The ‘What Is It?’ Diet: Food and Rest

What do you need to stay healthy? A good diet and rest. Exodus 16 is not about weight loss or building muscular strength, but rather about your relationship with your God.

Feed on the bread from heaven. God does give you your daily bread. The waters of the sea had barely closed over their enemies when God’s people started complaining. One essential in short supply was water, but here in Exodus 16 they complain about lack of food, even wishing they could have stayed in Egypt to die. The grumbling was heard, not just by Moses and Aaron, but by the Lord, whose glory was revealed in the cloud. That night the Lord sent quail, satisfying the craving for meat. In the morning he gave a strange flaky substance on the ground, causing the people to ask, “What is it?” (or manna).There have been a variety of attempts to explain a source for the food, but remember that the nation numbered approximately two million people. This food continued to be provided, day after day, for 40 years, until the people had entered the promised land. God is making clear that he graciously (in the face of grumbling) is concerned for and is meeting the needs of his people. God is concerned about all of our needs, physical as well as spiritual. Some 1,500 years later Jesus would teach us to pray, “Give us this day our daily bread.” You don’t go outside each morning and gather up some “what is it” food, but no less than Israel God is providing for you. Like Israel, he is testing you as to whether you will depend upon him for everything you need.

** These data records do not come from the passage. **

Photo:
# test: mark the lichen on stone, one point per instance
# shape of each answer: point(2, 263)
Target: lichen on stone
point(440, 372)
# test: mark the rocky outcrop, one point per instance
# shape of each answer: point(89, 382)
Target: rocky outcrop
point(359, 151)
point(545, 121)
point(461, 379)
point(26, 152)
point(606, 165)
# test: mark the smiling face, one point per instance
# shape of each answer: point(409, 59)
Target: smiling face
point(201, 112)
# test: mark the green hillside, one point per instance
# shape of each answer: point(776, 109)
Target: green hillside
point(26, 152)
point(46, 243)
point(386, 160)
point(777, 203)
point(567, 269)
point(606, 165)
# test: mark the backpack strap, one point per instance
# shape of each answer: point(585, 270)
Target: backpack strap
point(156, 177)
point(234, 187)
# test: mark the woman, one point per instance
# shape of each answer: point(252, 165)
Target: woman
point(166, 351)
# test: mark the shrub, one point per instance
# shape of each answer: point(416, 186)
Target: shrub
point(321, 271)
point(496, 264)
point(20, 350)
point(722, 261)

Feed on the living bread. There is more going on than just filling your belly. After Jesus fed the 5,000, some, wanting another meal, referred to the giving of manna in the wilderness. Jesus calls them on motivation, and then identifies himself as the true bread from heaven. You live in dependence on God, not just for your meals, but for life eternal. “However wonderful the descent of manna from heaven was, however much it was a fruit of God’s creative word (cf. Dt. 8:3; Mt. 4:4), as ‘food that perishes’ (v. 27) it had only temporary life-giving power. By contrast, the bread that Jesus is and gives to eat has an effect not bounded by death but continuing into eternal life.” (Herman Ridderbos, The Gospel of John, p. 235).

Look forward to the rest God is preparing for you. Obey God’s command to keep the Sabbath rest. The pattern of gathering only enough for each day (leftovers until the next day spoiled) may seem strange. Then, on the sixth day they were to gather twice as much—and this time it did not spoil—and there was no manna for those who had refused to gather extra the day before. What was God teaching his people and us today? Not only did God provide them with food, he blessed them with rest as well. Although the Ten Commandments, including the Fourth, had not yet been pronounced at Sinai, the idea of a Sabbath rest was a relevant concept for God’s people. It looked back, as does Exodus 20:11, to the pattern God set at creation. God himself rested, and he blessed that day of Sabbath rest in a special way. Not only did God rest, but he gave that day to mankind, made in his image, as a day of rest. We are not made to work seven days a week.

Live with your eye on God’s rest. The Sabbath looks back, but it also looks ahead. Why did God rest on the seventh day? Not because he was tired and needed a break. Rather, he entered his rest with the purpose of mankind joining in his rest. There was to be greater glory and more wonderful fellowship after the time of testing in the Garden. But as Psalm 95 and Hebrews 3 and 4 tell you, sin and unbelief prevented both Adam and Israel from entering God’s rest. What we cannot do because of the first Adam, we are now in the process of doing because of the gracious work of the second Adam. The Sabbath keeping or Sabbath rest of Hebrews 4:9 continues, precisely because we are still a pilgrim people on our way. We need the same reminder that Israel did: not to let hardhearted unbelief keep us from entering God’s rest. The jar of manna collected and stored, eventually in a gold jar in the Tabernacle (Exodus 16:33-34 and Hebrews 9:4), was not only a reminder of what God had done for 40 years, but also a foretaste of a greater meal and better fellowship.

Only as you feed on the One who is the true bread from heaven can you enter God’s heavenly rest and partake of the great banquet, the marriage feast of the Lamb.